Paper 1 addresses a critical bottleneck in modern AI—LLM hallucinations in RAG systems. By providing a comprehensive benchmark and analyzing realistic label noise, it offers immediate, highly relevant practical applications for AI safety and reliability. This will likely lead to widespread adoption and high citation counts in the rapidly moving NLP field. While Paper 2 offers fascinating insights into cultural evolution and HCI, its practical applications are less immediate and its target audience is narrower compared to the massive, ongoing efforts in LLM evaluation.

vs. Accelerating AI-Powered Research: The PuppyChatter Framework for Usable and Flexible Tooling

gemini-3.15/19/2026

Paper 2 addresses fundamental scientific questions regarding cultural evolution and collective creativity in modern human-AI systems, supported by a large empirical dataset. Its findings on the paradoxical preferences and evolutionary dynamics of human-AI co-creation offer broad, interdisciplinary impact across cognitive science, sociology, and HCI. In contrast, Paper 1 presents a practical software engineering framework; while useful for developers, its contribution is primarily technical and tooling-focused rather than advancing foundational scientific knowledge.

vs. NeuroAgent: LLM Agents for Multimodal Neuroimaging Analysis and Research

gemini-3.15/19/2026

Paper 2 addresses a critical bottleneck in neuroimaging research by automating complex, multi-modal preprocessing and analysis workflows using LLM agents. Its demonstration on Alzheimer's Disease classification with high accuracy highlights direct, high-impact clinical and scientific applications. While Paper 1 offers interesting insights into cultural evolution and human-AI co-creation, Paper 2 provides a highly practical, methodologically rigorous tool that can significantly accelerate research across neuroscience and medical imaging.

vs. Reasoners or Translators?

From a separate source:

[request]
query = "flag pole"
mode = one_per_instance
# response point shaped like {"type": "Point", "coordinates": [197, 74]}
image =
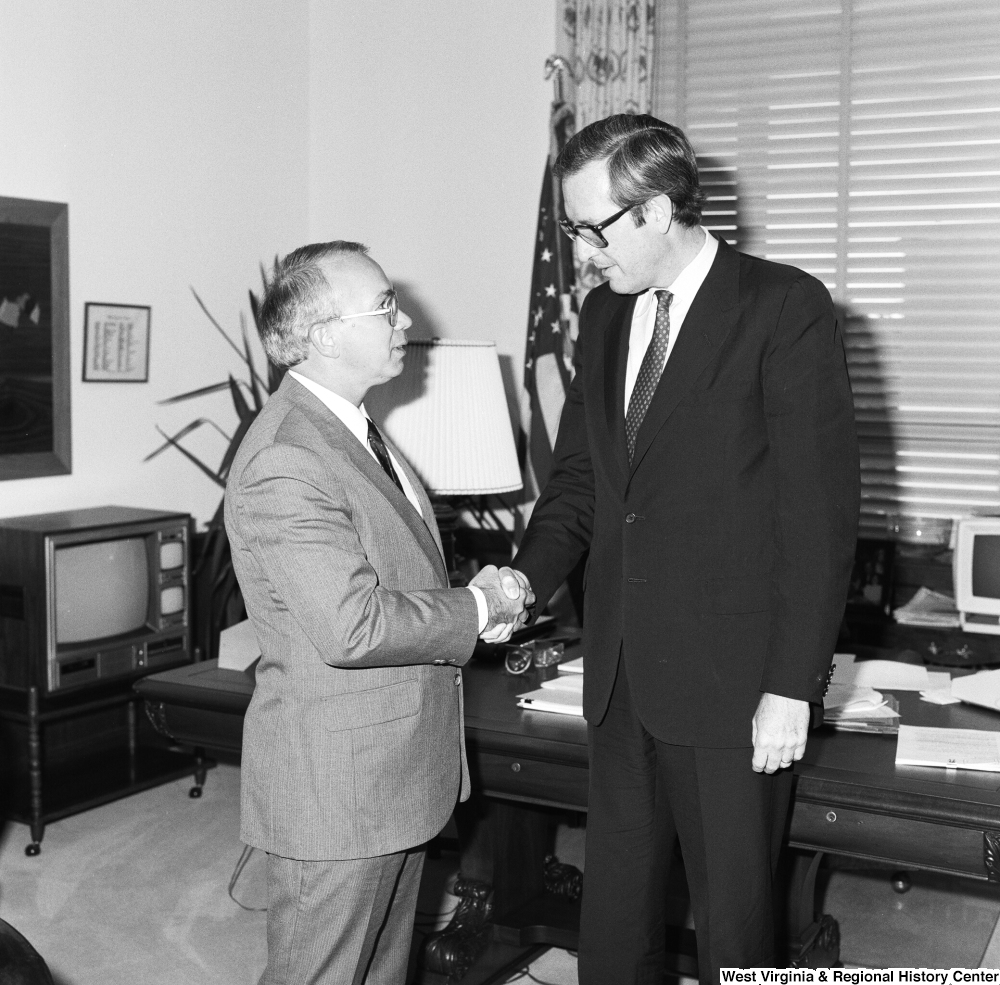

Contamination-aware Evaluation and Neuro-Symbolic Robustness in Tax Law

claude-opus-4.65/19/2026

Paper 1 addresses a novel intersection of cultural evolution, collective creativity, and human-AI co-creation at scale, analyzing a unique large-scale dataset (130K+ images). It contributes fundamental insights about how creativity emerges in networked human-AI systems, with broad implications across cultural evolution, computational creativity, and social computing. Paper 2, while rigorous, addresses a more incremental question (contamination in LLM legal reasoning) within a narrower domain. Paper 1's findings about attractor dynamics and the paradox of novelty preferences are more likely to inspire cross-disciplinary research.

vs. Sketch Then Paint: Hierarchical Reinforcement Learning for Diffusion Multi-Modal Large Language Models

claude-opus-4.65/19/2026

Paper 2 addresses a fundamentally novel interdisciplinary question about collective creativity dynamics in human-AI systems, with broad implications across cultural evolution, computational creativity, cognitive science, and sociology. Its large-scale empirical analysis (130K+ images) of real-world creative behavior reveals paradoxical findings about novelty preferences that challenge existing theories. Paper 1, while technically solid, is an incremental improvement to RL training for diffusion MLLMs—a rapidly evolving area where specific methods are quickly superseded. Paper 2's findings about cultural attractors in human-AI co-creation have longer-lasting scientific significance.

vs. Learning to Learn from Multimodal Experience

gemini-3.15/19/2026

Paper 1 proposes a fundamental advancement in AI agent architecture by shifting from static to adaptive multimodal memory. This addresses a critical bottleneck in the highly active field of multimodal agents, offering broad applicability across various real-world AI applications. While Paper 2 provides fascinating empirical insights into cultural evolution and human-AI interaction, Paper 1's algorithmic innovations have a higher potential for widespread technological integration and foundational impact in artificial intelligence.